Calo produttivo da milione e mezzo di casse preoccupa i 330 addetti della Diageo di Santa Vittoria d’Alba

Lavorazione spostata nel Regno Unito, mentre a luglio la multinazionale ha ceduto a Montenegro lo storico marchio di rum Pampero

Lo stabilimento ex Cinzano, nell'omonima frazione di Santa Vittoria d'Alba

Lo stabilimento ex Cinzano, nell'omonima frazione di Santa Vittoria d'Alba

Un milione e mezzo di casse da 9 litri di distillati che non saranno più confezionate nello stabilimento ex Cinzano, ma che prenderanno la via del Regno Unito, per venire prese in carico da un altro sito produttivo parte della multinazionale nata nel 1997 dalla fusione tra la britannica GrandMet e l'irlandese Guinness Plc

Una riduzione che vale più del 10% delle 14 milioni di confezioni lavorate annualmente negli storici impianti ai piedi di Santa Vittoria d’Alba (nel 2015 il premio come migliore stabilimento dell'intero gruppo), aggiungendosi alla contestuale fine dei due anni di produzione residua del liquore Picon, che due anni fa era stato venduto alla Campari con l’accordo di imbottigliarlo ancora in provincia di Cuneo per 24 mesi, e la recente cessione di un altro importante marchio, il venezuelano Pampero, "primo rum in Italia per volume, con una forte presenza in tutta Europa", che a luglio è passato nelle mani del gruppo Montenegro

"La vendita di Pampero dimostra il nostro approccio oculato e strategico nell’allocazione del capitale. Ci permetterà di concentrarci sulle aree di forza del nostro business e di accelerare sul nostro obiettivo: essere una delle aziende di prodotti di consumo più performanti, affidabili e rispettate al mondo", aveva dichiarato contestualmente all’operazione il presidente di Diageo Europa, John Kennedy

Una rivendicazione sulle strategie decise dalla multinazionale degli "spirits" che però non lascia completamente tranquilli i suoi circa 350 addetti cuneesi

Seguita alla scelta di trasferire le lavorazioni del comparto vino, l’ultima ristrutturazione aziendale, nel 2017, aveva visto l’addio di una sessantina di lavoratori, incentivati all’uscita dopo una vertenza che aveva coinvolto le autorità del territorio e che si era giocata anche su tavoli quali quello portato in Ue da un Alberto Cirio allora europarlamentare. 
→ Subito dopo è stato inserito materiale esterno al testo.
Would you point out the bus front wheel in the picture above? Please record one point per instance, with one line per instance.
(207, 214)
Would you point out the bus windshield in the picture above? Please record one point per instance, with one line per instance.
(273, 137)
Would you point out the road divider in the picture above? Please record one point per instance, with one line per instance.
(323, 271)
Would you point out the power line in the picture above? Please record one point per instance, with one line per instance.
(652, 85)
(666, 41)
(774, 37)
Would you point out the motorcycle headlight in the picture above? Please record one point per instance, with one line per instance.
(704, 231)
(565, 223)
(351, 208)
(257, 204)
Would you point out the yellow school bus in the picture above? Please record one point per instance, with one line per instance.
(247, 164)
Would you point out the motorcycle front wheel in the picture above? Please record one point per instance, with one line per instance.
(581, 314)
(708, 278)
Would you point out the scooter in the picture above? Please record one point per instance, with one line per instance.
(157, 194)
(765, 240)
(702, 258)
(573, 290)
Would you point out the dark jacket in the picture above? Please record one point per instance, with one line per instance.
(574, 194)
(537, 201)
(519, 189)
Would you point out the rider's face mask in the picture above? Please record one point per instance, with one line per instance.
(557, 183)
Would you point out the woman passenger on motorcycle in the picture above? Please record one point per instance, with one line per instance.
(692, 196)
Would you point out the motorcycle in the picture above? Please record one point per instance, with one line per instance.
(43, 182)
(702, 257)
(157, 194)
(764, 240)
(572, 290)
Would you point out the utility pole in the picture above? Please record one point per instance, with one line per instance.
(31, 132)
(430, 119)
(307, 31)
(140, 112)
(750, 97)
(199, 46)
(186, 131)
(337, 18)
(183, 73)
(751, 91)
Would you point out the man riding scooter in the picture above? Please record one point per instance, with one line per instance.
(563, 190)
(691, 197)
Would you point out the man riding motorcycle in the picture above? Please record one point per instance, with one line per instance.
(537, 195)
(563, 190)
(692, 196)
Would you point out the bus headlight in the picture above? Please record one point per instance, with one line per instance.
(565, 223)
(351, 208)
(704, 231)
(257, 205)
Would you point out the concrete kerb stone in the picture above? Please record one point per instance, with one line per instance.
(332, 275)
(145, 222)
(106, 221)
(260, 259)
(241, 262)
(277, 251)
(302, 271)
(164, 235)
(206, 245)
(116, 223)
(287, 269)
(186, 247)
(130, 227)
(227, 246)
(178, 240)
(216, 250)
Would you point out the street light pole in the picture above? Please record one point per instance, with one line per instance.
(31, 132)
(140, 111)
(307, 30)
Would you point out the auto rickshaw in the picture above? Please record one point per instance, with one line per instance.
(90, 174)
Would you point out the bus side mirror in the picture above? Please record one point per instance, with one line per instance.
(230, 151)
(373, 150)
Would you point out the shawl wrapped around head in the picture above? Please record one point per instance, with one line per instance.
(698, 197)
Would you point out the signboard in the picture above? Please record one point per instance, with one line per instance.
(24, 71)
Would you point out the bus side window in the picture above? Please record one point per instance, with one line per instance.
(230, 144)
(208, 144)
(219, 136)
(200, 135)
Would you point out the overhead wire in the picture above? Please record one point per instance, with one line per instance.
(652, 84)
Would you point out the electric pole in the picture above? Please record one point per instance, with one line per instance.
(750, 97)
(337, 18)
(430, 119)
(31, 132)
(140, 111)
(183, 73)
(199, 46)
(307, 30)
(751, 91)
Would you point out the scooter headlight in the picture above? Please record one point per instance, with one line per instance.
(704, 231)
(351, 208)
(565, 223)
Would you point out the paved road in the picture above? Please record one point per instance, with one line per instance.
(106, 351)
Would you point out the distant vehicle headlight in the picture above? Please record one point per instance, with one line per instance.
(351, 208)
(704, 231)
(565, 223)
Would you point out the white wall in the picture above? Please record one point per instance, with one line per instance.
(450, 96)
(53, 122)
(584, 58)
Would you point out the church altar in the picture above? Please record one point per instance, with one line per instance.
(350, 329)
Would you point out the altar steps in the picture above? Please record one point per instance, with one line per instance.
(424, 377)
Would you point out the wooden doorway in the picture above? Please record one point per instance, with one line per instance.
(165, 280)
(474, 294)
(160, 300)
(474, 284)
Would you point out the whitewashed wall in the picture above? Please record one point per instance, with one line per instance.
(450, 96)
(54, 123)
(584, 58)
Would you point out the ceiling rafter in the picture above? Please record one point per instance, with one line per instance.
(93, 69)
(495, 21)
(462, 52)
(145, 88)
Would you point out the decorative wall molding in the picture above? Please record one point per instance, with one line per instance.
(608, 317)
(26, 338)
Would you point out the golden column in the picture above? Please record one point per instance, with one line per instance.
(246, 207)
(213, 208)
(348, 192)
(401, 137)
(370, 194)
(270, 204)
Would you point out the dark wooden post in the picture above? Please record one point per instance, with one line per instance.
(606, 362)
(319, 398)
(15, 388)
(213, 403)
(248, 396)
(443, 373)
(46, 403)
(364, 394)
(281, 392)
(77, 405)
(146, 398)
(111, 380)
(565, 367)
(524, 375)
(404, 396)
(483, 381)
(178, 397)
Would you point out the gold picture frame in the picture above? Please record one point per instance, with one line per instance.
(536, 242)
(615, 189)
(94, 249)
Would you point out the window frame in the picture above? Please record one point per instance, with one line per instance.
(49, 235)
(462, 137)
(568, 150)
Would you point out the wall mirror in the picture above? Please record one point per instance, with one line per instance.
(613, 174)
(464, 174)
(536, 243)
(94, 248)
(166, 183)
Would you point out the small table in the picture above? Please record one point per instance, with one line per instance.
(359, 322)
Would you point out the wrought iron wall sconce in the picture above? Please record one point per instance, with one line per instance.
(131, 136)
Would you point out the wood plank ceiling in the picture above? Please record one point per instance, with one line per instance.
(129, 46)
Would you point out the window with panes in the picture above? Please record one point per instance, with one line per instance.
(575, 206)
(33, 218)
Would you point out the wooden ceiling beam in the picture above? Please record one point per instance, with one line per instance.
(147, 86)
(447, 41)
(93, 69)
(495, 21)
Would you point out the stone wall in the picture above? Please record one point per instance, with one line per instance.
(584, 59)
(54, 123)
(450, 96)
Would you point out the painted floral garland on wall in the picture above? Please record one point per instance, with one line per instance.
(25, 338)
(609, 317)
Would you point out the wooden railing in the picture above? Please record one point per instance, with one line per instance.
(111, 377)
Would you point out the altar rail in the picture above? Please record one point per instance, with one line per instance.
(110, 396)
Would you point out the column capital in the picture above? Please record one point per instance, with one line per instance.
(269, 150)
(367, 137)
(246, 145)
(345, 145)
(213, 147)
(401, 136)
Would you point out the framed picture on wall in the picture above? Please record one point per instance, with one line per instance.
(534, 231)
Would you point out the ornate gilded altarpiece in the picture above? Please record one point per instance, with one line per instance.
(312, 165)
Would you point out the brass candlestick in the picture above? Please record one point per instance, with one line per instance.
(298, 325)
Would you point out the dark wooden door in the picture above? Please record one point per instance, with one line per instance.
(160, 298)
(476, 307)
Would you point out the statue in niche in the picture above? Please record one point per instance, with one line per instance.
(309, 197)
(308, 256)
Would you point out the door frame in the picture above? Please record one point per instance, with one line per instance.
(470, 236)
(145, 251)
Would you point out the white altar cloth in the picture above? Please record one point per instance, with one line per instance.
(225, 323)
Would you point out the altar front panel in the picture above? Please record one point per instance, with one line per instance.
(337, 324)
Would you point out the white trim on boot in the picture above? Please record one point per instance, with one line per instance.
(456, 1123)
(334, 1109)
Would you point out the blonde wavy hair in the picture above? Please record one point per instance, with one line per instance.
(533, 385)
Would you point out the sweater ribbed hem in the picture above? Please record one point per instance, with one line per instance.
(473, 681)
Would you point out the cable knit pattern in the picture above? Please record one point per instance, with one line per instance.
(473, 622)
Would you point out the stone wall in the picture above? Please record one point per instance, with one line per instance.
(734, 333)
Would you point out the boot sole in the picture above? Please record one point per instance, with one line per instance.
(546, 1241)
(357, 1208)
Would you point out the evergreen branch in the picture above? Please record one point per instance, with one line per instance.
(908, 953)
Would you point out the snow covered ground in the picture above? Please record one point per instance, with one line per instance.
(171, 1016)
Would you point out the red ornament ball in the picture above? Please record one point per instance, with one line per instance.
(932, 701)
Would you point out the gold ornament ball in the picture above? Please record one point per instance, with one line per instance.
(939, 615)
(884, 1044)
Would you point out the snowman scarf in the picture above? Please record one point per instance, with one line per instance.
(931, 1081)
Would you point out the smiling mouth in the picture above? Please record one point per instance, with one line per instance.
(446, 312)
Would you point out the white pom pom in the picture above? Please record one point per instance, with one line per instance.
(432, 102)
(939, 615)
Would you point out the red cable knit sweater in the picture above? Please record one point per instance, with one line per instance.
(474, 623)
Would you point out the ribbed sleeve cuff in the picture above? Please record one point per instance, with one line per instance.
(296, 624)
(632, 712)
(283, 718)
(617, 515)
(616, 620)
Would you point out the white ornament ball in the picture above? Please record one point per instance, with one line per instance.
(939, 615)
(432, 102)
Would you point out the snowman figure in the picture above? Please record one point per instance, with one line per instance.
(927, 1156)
Memori di allora, le sigle del comparto alimentare Fai Cisl, Flai Cgil e Uila Uil sperano che il calo delle commesse non debba riflettersi oltre il rallentamento produttivo ventilato nell’ultima informativa sindacale di settembre, con l’ipotesi di alcuni fermi produttivi da farsi il venerdì e compensarsi col ricorso alle ferie o alla formazione. Se ne saprà di più coi prossimi confronti già in agenda tra i vertici dell’azienda e gli stessi sindacati.